Eliska proved to be very persuasive about Jonah going with her to have dinner with her family. He didn't want to overstay his welcome—"I haven't even met your parents yet!"—and didn't want to take away from the day that was solely for her, but she kept saying it was no problem at all and assured him her parents would respond in the same way.

Turns out, she was right. Her parents were as carefree and understanding as her, her mom hugging him once she realized he was the boy El had been talking to for weeks. Her dad shook his hand with apparent acceptance. Her younger brother gave him a high five, which he guessed was the best response he could receive from a six year old that he just met.

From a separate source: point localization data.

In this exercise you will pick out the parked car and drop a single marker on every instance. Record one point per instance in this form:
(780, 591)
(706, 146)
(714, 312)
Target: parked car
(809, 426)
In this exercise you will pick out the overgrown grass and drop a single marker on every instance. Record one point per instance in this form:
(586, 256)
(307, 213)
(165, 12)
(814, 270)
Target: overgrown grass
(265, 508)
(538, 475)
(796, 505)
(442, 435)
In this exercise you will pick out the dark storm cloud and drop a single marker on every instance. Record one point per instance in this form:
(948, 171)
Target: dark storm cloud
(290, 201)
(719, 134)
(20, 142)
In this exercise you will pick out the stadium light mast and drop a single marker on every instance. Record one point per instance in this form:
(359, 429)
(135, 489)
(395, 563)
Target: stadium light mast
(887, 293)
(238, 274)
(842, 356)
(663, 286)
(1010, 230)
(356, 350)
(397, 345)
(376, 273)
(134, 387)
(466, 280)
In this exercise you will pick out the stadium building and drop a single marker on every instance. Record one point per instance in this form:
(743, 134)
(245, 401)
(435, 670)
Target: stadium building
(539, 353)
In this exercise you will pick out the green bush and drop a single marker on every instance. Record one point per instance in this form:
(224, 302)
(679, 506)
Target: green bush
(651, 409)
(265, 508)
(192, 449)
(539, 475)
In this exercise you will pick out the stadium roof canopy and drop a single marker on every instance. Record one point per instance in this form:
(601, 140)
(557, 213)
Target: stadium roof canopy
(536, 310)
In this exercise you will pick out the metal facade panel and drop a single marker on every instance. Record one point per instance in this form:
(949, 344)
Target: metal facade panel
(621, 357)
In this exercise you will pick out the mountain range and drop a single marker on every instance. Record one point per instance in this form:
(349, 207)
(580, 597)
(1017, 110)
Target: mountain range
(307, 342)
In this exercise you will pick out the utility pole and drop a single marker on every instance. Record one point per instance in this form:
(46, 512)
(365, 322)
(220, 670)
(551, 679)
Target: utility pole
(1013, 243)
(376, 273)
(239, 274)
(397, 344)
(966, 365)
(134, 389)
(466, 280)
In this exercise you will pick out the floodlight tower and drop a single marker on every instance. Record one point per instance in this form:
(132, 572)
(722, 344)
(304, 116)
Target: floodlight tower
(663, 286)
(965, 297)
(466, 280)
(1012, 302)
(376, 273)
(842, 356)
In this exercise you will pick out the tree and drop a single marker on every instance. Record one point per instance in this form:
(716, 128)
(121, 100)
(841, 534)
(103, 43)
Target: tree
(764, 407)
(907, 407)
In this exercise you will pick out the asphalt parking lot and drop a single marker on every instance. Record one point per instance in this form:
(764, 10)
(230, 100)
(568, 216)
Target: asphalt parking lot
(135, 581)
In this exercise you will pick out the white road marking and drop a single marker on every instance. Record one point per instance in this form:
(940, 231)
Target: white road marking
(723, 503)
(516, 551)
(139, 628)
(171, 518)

They all insisted that he stay for dinner, and after even more convincing, he consented.

***

Jonah and Eliska walked side by side towards what she had told him weeks before was her favorite place at home: the woods. They were behind her house, and she had loved them for as long as she could remember.

"I used to come out here when my dad was gone, before I was old enough to go with him," she said as they reached a slight incline in their walk. "I would go to the top of this hill and pretend that if I took a book and read long enough, when I walked back home, he would be there."

Jonah glanced at her as she shrugged.

"Of course, it didn't ever work like that, but I didn't really stop doing it until I was old enough to—"

Her foot caught on a root that was hidden by the shadows of approaching darkness and sprawled her out, face-first, on the forest floor. Jonah made a sporadic move to catch her, but she was already down, laughing. It could be described more as cackling, really, and it was so contagiously loud that he couldn't help but laugh with her.

She gasped out her next words.

"I hate this freaking—" she stumbled again while trying to get up, throwing her into another fit that racked her entire body.